The video took about 5 days to complete, working in between sessions of advancing the game clock as I would have to reload the game anyways for various shots – the establishing, tower and tracking shots were all done with minimal graphics mods for better frame rates and process clock but I of course had to turn that all back up for the booster camera. I captured the audio with no graphics mods at all to ensure it was synced to in-game actions properly. The final booster cam footage of MECO and capsule release were also done with Ambient Light Adjustment set to 0 since it was is direct sunlight when looking at the capsule. KSP has issues with darkening the sky when looking towards the sun so I had to use Distant Object Enhancement to force the skybox to hide as well.

I also had to spend time debugging an issue with Hullcam VDS where the booster camera view was clipping into the rocket. Turned out to somehow be a result of using Physics Range Extender, which thankfully was not needed for the booster cam footage.

Video edited with Sony Vegas 9.0

After getting all the footage, then came the task of syncing it properly which meant I also had to record some segments twice, once with the GUI active so I could see the altitude of the rocket along with the mission elapsed time. This is important because due to the graphics mods the game does not run at the same speed for the entire ascent. Where not much background rendering is needed the game clock will be green, but as more of the planet comes into view the game clock turns yellow and slows down to keep the physics processing accurate. This means that, for example, the booster cam footage of the beginning of the launch in 5 seconds the rocket moves further than in 5 seconds once it’s at like 20km. Thankfully knowing the timing of events and being able to compare the GUI footage to the non-GUI footage to place the rocket at certain points in the ascent I can “time compress” the video to make the length of time it should have taken for that segment of the flight to occur.

Dunno if any of that was described well but suffice to say I can’t just record something and be done – it needs a lot of editing still, including taking out freeze-frames where the game pauses for garbage collection. Even Memgraph doesn’t do away with them entirely, just makes them shorter and less noticeable but still present.

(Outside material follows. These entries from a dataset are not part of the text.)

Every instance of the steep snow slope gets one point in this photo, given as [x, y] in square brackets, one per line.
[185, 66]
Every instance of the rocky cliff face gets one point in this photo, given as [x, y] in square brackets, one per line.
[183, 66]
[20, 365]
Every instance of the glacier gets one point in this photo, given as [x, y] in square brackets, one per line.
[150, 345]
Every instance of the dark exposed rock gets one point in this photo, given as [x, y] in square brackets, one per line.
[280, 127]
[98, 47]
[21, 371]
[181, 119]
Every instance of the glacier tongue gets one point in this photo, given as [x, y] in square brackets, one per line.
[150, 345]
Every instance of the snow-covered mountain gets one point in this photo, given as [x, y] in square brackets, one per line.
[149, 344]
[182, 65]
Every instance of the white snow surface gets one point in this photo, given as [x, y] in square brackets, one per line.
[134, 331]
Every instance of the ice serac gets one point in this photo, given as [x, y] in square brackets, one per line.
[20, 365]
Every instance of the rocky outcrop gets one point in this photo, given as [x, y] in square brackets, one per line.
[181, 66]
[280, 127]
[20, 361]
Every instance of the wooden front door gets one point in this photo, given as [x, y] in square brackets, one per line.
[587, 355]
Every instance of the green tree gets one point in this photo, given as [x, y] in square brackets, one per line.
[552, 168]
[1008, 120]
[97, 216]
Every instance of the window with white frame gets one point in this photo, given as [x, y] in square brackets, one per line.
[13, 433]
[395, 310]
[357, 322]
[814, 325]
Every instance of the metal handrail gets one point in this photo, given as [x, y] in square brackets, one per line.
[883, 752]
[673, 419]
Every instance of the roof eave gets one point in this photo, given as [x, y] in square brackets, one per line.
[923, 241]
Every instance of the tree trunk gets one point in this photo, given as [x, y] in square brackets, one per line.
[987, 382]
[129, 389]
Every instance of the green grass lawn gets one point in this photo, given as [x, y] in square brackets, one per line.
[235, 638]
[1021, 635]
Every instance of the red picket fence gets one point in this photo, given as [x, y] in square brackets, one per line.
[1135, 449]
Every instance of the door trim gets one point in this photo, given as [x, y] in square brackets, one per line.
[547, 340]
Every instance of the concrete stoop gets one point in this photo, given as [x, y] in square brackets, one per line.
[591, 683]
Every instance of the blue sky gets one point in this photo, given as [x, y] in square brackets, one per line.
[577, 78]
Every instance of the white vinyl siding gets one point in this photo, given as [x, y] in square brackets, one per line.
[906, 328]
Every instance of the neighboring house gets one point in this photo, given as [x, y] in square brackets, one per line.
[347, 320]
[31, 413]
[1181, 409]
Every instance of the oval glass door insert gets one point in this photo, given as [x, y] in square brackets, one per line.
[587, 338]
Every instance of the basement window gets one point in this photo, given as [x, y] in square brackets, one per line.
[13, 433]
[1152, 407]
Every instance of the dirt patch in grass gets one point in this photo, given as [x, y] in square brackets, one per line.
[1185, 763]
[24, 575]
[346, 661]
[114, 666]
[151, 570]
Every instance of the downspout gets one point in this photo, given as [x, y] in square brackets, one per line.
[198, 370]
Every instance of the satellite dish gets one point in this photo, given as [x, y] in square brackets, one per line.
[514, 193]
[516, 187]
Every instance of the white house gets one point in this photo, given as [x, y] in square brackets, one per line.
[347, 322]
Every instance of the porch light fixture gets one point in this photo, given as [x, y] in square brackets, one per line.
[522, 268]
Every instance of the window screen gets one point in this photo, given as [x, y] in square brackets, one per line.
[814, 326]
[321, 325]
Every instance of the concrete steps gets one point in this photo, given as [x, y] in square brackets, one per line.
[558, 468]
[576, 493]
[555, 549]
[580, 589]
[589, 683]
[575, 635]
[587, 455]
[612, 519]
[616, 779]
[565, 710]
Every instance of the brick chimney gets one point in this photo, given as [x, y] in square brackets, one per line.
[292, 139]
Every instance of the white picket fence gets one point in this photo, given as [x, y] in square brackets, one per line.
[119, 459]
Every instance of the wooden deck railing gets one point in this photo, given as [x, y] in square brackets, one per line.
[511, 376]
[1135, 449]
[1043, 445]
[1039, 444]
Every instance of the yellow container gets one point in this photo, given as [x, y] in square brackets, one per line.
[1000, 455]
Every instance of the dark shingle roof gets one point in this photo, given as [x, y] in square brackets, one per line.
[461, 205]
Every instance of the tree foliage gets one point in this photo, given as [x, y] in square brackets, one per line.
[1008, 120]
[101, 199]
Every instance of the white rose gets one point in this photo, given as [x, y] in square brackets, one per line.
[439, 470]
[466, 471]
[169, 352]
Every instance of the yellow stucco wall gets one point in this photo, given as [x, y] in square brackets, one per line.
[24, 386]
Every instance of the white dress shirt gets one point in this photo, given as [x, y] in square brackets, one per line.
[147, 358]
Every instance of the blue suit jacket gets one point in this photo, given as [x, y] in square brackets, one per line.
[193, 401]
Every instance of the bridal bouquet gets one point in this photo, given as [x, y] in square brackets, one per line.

Then came adding the sound, which as you can see above was manipulated still so the initial ignition would be softer with a beefier throttle up to launch thrust. Finally I could render it all out and upload it to YouTube, which still took three tries to get right because I don’t do this much and make dumb mistakes.

Overall I could cut this down to maybe 2-3 days since I had to rediscover solutions for a lot of mistakes I made and forgot about, so with experience this would become easier. It’s still a bit too much of a time sink to do still for every launch. Regardless I am pleased with the results and hope everyone else is as well.